As previously mentioned, Amsterdam does a lot of things. Some of those things are great — like the sets, costumes, dry comedic timing and fun side characters. (Chris Rock, Mike Myers and Michael Shannon are especially good in their small roles, and Taylor Swift is at the center of one of the most glorious scenes of the entire movie.) But some of those things are exhausting—one or two fewer steps in the unraveling of the central mystery would have certainly made for a more comfortable run time.

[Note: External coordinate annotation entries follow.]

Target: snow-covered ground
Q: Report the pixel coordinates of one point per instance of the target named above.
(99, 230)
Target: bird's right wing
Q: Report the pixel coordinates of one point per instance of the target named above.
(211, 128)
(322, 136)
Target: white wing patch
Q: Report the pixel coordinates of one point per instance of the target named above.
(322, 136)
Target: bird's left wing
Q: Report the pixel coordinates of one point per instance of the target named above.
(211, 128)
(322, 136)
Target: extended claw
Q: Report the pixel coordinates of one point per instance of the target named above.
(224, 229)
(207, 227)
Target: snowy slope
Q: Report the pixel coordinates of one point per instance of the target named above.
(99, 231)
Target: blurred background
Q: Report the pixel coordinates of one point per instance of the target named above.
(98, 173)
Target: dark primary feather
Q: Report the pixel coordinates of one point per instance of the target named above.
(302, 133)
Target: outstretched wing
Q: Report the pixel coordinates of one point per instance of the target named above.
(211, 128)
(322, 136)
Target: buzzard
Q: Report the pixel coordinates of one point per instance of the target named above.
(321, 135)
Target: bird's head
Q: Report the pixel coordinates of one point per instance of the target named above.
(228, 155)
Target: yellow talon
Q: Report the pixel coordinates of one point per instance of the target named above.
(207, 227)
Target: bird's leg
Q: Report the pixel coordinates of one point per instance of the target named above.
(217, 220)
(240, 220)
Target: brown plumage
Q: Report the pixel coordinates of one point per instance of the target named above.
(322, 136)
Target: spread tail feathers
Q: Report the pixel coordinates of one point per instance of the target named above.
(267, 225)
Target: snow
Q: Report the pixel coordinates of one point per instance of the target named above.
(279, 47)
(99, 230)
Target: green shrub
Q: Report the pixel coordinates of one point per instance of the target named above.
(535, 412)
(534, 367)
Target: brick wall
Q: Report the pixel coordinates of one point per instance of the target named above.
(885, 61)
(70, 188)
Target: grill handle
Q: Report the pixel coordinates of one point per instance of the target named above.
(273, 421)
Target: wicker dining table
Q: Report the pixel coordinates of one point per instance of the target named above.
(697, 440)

There is also something inherently discomfiting about the way the movie’s farcical tone rubs up against the big reveal at the end. (There is a reason film noir keeps things, well, noir.) Amsterdam spends so long getting to the point that by the time it gets there, the audience is denied sufficient time to digest it, or the fact that this dastardly thing actually happened.

The thing that ultimately gets you through the meandering plot and uneven tone, however, is the friendship at the center of the story. Yes, the way that Burt, Harold and Valerie come together is an improbable flight of fancy (and the way they reconnect later in the film makes even less sense) but the chemistry between the actors is undeniably fun to watch.

When the movie focuses on the central trio, and articulates the alchemy that occurs when friendships form, it is a delight. Amsterdam does this particularly well during Harold and Valerie’s first meeting, and in a voiceover moment right at the end of the film. That heart at the center of the story holds Amsterdam together even as it beats along too many other paths.